[ppml] [address-policy-wg] 2005-01 - Last Call for Comments (HD-ratio Proposal)
Geoff Huston
gih at apnic.net
Wed Feb 22 22:43:47 EST 2006
At 02:07 PM 23/02/2006, Randy Bush wrote:
> > HD Ratio Ratio Mean Std Dev
> > 0.98 1.04868 0.02285
> > 0.97 1.25899 0.03363
> > 0.96 1.45854 0.03371
> > 0.95 1.63073 0.02848
> > 0.94 1.78332 0.01859
>
>and what does .98 do to the flight ceiling of small folk?
>
>randy
I'll respond to this question, but in the interests of not wishing to
overwhelming a whole swag of mailing lists I'll make this my last posting
on this topic today.
An HD Ratio of 0.98 imposes a higher efficiency target than the existing
80% rate for all prefix sizes smaller than a /16, and lower than 80% for
allocations greater than a /16 (e.g. an HD Ratio of 0.98 implies an
efficiency threshold of 72% for a /9 allocation.)

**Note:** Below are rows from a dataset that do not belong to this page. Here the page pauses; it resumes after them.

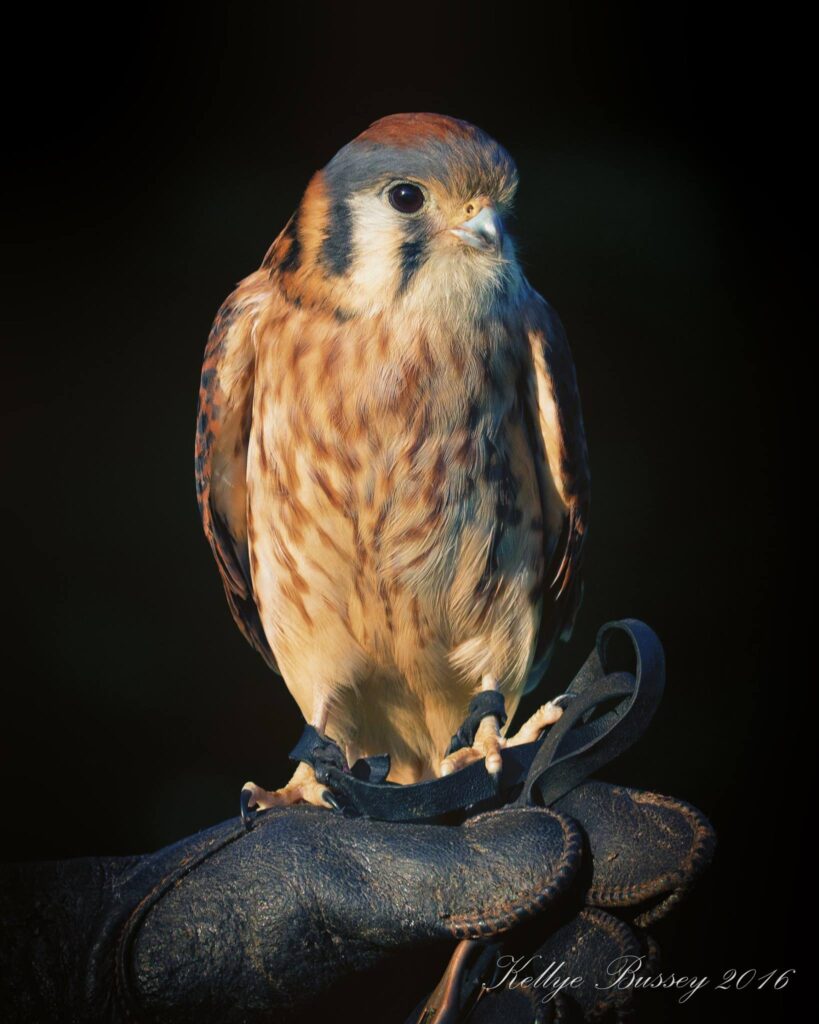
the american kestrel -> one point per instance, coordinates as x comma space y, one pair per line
391, 464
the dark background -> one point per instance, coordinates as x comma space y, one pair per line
149, 164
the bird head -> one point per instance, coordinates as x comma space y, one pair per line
411, 212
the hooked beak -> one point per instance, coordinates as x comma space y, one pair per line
484, 230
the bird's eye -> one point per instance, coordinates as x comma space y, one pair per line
406, 198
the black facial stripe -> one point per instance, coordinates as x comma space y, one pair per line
337, 247
413, 254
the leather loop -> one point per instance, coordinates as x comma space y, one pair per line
576, 745
579, 743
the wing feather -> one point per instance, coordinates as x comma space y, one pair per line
223, 424
559, 418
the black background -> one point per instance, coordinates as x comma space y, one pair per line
149, 164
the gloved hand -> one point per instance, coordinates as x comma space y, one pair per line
313, 914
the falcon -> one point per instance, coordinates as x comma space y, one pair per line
391, 464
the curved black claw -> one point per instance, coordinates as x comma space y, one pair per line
248, 813
562, 696
330, 799
481, 706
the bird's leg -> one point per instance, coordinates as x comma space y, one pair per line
303, 787
546, 715
488, 742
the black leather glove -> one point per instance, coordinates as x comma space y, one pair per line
311, 913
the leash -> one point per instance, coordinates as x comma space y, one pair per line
580, 741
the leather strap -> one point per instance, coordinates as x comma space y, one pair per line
577, 744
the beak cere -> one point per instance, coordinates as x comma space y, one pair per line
484, 230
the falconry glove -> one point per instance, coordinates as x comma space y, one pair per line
419, 915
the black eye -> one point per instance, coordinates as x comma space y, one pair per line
406, 198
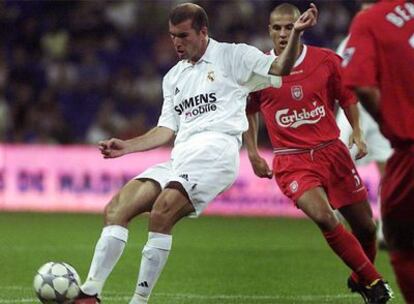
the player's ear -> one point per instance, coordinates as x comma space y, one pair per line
204, 31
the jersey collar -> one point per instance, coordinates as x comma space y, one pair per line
300, 58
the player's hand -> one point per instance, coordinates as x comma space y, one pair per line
113, 147
260, 167
307, 19
357, 138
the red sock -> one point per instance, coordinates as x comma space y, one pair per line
370, 249
347, 247
403, 264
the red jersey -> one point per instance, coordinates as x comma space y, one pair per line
300, 114
380, 53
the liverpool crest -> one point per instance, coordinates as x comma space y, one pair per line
297, 92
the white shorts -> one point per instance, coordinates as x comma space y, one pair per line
206, 165
379, 148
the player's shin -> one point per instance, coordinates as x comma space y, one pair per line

As an example, if you had an end use population of between 3,277 and 6,554
numbered devices you would qualify for a /19 allocation under an 80% rule,
while under an HD Ratio of 0.98 the end use population is between 3,468 and
6,841, corresponding to a required address efficiency level of 84% on this
address block in order to qualify for a further address allocation.
The use of an HD Ratio of 0.96 corresponds to an 80% efficiency level for a
/24, so that 0.96 is no worse than 80% for all allocations, whereas
HD Ratios greater than 0.96 impose an efficiency constraint greater than
80% on the smaller address blocks (/16 through to /24) - this can be
easily modelled on any spreadsheet of course.